Student researchers from Marden High School and Orbyts Fellows Samuel Hor and Paulina Alexandra Quijia Pilapaña from Northumbria University, have investigated turbulence within Earth's magnetosheath utilising data from NASA's MMS (Magnetospheric Multiscale) mission. The magnetosheath, a turbulent region located between the bow shock and the magnetic field, is a crucial area for understanding space weather phenomena that could impact our planet, such as solar storms.

The objective of this research was to identify patterns of turbulence in the energy spectra by analysing the velocity, number density, and magnitude of the magnetic field within the magnetosheath. To achieve this, magnetic field data, velocity data, and number density data of ions and electrons from MMS were plotted using Python. The time series plots of these quantities exhibit turbulent and chaotic behaviour, indicating numerous fluctuations of varying sizes within the magnetosheath.

A key aspect of the methodology involved computing the Power Spectral Density (PSD) from these quantities. This was done to look for the "fingerprint of turbulence" as described by Kolmogorov's law, which predicts a −5/3 slope in the energy spectrum. For the PSD in wavenumber space for the magnetic field, the observed spectrum, while generally following a decreasing trend, does not perfectly align with the−5/3 slope across all wavenumbers, suggesting the presence of other phenomena modifying the spectrum in this non-laminar plasma. Similarly, for the PSD of electron and ion velocities, a deviation from the expected behavior at certain wavenumbers is observed.
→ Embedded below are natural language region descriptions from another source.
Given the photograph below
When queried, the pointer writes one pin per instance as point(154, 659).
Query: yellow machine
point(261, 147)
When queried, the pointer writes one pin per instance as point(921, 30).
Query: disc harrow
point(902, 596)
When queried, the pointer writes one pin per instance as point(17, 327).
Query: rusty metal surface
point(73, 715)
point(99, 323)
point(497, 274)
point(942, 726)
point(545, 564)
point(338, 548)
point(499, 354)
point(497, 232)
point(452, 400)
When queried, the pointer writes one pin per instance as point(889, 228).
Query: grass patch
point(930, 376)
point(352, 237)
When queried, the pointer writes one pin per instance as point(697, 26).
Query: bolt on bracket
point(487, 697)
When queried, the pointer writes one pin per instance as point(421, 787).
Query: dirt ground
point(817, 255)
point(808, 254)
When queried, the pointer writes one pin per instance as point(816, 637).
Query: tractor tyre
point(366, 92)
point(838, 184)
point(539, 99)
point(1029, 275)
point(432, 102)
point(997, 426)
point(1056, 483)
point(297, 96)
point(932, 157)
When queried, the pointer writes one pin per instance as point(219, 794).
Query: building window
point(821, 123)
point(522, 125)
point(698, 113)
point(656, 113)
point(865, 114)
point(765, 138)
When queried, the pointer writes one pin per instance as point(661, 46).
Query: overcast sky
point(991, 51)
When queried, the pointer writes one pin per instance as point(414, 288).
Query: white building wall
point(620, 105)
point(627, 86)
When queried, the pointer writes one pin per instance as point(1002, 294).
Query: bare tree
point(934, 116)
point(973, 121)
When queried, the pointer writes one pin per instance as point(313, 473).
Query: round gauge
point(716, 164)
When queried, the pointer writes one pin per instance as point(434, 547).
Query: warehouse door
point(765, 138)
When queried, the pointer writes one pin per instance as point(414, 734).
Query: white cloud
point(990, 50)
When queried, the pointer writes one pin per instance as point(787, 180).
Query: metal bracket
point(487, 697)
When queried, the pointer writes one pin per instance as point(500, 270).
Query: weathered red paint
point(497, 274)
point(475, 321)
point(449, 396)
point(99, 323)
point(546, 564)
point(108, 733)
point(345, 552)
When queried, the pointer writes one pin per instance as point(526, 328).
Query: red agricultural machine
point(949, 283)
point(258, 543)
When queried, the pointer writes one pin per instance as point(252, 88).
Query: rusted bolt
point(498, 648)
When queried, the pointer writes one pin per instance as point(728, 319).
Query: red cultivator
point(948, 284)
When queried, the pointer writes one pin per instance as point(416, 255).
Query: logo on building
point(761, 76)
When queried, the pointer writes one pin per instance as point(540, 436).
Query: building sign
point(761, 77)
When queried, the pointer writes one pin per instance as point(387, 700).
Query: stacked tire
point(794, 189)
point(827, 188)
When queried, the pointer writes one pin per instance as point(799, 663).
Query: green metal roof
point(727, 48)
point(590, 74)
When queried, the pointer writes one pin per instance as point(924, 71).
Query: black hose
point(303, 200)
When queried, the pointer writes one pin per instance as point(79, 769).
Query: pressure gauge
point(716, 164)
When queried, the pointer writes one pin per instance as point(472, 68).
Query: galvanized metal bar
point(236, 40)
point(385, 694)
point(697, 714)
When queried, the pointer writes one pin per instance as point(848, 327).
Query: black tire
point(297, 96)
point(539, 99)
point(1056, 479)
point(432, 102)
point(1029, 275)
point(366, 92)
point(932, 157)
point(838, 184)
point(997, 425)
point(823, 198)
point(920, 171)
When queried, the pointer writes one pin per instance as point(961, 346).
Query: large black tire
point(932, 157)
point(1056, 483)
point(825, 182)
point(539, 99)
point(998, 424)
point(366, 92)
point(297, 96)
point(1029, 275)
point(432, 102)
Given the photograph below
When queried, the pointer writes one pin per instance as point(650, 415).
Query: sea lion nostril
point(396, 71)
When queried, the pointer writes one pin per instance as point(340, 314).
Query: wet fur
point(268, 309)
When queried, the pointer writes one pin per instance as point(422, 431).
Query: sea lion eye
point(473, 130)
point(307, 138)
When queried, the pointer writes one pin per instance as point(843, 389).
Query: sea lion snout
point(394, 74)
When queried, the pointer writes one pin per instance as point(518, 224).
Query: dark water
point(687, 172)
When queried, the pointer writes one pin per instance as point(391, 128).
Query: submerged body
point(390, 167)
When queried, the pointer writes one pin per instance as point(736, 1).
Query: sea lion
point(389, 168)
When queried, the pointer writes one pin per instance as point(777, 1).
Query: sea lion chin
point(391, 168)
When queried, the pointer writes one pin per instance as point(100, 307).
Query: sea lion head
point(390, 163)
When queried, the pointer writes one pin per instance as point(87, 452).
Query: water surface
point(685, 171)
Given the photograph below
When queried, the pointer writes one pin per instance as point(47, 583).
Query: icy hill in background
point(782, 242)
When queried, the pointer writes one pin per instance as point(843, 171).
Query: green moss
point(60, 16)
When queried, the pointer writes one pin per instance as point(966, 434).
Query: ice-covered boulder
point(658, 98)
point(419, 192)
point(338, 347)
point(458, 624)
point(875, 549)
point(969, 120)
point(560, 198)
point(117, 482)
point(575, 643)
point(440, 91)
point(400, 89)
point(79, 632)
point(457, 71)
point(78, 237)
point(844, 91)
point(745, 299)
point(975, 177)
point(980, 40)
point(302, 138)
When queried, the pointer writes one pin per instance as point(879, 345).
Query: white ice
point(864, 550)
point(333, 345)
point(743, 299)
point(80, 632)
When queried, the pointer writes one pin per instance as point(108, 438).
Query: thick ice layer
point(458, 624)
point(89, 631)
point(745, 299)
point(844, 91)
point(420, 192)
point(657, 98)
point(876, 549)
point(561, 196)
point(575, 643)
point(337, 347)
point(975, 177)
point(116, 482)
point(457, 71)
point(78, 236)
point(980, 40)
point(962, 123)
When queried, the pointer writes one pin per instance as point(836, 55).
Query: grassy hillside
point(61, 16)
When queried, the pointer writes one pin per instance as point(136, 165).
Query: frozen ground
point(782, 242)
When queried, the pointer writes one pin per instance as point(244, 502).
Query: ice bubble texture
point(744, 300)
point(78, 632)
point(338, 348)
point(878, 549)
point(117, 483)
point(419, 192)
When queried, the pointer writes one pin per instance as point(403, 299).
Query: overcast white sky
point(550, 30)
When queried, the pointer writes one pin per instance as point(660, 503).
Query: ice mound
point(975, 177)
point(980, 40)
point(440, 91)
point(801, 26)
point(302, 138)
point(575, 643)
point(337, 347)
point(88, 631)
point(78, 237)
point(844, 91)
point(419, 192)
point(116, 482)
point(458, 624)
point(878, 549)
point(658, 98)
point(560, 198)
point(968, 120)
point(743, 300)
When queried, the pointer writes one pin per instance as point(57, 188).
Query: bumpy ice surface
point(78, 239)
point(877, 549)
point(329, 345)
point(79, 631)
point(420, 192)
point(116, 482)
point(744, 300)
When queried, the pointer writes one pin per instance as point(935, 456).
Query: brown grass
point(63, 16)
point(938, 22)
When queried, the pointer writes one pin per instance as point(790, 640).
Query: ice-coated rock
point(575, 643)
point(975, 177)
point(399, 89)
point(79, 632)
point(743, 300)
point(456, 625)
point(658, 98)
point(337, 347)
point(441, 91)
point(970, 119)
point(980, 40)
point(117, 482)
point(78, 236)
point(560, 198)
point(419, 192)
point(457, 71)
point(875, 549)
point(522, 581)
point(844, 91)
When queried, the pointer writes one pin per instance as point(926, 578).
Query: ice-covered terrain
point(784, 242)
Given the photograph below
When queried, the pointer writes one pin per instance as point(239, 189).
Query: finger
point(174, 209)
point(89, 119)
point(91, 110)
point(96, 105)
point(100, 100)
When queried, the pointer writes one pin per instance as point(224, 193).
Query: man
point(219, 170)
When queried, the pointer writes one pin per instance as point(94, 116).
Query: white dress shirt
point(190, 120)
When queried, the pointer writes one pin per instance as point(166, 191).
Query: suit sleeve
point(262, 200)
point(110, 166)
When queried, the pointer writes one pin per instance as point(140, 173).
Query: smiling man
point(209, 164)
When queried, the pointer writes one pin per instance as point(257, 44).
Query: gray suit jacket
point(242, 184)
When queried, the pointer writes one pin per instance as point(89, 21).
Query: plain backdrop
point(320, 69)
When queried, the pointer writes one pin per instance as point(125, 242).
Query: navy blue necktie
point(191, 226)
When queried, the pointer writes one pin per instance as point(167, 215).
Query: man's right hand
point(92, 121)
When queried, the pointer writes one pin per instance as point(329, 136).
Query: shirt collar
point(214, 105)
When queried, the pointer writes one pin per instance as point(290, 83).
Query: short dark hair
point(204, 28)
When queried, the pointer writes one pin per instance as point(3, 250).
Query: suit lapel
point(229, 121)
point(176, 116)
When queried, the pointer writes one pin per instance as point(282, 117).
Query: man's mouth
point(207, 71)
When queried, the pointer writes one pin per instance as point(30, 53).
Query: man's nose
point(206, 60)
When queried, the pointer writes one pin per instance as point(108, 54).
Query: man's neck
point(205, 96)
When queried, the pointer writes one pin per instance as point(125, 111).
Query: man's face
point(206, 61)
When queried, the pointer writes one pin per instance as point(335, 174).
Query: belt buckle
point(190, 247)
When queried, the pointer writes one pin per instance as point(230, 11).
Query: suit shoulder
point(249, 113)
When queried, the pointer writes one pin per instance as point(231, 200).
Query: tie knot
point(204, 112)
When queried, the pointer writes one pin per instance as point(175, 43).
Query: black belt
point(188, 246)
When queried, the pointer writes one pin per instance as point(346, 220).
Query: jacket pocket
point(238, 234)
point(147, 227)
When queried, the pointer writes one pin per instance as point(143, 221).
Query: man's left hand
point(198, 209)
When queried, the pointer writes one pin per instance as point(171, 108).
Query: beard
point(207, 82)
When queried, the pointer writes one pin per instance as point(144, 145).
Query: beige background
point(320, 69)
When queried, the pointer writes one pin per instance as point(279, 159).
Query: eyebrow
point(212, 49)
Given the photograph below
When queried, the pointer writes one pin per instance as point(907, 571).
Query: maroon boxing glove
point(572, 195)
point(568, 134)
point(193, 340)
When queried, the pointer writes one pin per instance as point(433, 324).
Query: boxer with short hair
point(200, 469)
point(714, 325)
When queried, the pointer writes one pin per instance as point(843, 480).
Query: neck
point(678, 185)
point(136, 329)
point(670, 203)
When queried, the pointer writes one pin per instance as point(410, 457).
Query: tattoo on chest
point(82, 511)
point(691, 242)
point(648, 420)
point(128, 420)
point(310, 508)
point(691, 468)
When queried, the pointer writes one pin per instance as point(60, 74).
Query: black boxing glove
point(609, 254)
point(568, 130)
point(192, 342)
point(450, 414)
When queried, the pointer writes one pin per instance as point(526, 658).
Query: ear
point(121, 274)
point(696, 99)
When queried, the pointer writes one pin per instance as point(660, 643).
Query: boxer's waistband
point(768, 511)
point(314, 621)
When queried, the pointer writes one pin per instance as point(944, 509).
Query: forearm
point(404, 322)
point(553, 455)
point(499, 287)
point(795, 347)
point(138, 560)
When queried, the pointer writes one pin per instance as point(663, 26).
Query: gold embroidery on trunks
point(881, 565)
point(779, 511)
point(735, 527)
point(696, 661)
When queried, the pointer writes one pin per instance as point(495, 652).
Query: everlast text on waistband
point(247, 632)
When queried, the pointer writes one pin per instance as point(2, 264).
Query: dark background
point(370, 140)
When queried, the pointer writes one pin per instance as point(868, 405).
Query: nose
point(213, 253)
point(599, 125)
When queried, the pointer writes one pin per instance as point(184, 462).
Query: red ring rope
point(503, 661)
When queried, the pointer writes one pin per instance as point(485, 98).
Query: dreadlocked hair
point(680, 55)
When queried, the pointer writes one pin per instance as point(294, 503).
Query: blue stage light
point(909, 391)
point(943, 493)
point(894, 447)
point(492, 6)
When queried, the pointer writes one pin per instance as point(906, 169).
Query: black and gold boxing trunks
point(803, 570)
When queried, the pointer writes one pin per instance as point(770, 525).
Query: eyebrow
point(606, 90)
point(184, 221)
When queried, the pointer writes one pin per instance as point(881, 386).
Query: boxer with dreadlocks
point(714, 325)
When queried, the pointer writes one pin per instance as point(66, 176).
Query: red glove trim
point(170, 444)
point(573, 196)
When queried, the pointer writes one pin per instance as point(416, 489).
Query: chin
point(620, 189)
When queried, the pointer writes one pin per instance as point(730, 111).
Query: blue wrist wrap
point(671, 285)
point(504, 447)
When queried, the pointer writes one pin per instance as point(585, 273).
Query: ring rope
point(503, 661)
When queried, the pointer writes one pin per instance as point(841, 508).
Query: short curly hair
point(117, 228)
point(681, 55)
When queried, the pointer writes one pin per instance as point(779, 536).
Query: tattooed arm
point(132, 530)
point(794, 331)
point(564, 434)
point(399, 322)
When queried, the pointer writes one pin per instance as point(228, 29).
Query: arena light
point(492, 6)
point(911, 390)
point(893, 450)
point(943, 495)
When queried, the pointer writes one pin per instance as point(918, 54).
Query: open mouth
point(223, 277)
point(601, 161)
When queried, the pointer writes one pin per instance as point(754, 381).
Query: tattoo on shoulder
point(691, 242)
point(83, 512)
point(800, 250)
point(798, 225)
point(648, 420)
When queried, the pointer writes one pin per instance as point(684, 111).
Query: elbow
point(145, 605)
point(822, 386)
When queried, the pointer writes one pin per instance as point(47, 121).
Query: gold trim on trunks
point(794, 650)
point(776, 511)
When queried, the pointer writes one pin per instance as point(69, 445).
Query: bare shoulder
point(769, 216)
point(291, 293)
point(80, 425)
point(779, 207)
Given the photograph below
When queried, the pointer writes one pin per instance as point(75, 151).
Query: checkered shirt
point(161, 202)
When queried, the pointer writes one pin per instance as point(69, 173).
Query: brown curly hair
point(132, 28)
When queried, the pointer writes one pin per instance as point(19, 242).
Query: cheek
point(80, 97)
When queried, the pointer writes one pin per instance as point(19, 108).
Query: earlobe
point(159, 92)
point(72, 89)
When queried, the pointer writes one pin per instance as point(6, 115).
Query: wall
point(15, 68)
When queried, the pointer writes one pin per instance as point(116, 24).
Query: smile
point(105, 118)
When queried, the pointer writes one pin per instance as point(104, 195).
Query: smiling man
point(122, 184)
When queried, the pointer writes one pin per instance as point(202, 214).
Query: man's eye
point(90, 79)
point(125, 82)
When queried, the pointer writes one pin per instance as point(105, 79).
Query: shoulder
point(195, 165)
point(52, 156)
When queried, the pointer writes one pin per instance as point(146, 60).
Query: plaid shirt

These findings confirm the turbulent nature of the magnetosheath and highlight the complexity of its plasma dynamics. Future work could involve comparing these results with computer simulations and analysing PSDs where Kolmogorov's law is not perfectly fulfilled to investigate the influence of other factors on turbulence. Additionally, analysing magnetosheath data during solar storms could provide further insights into how these events affect turbulence levels.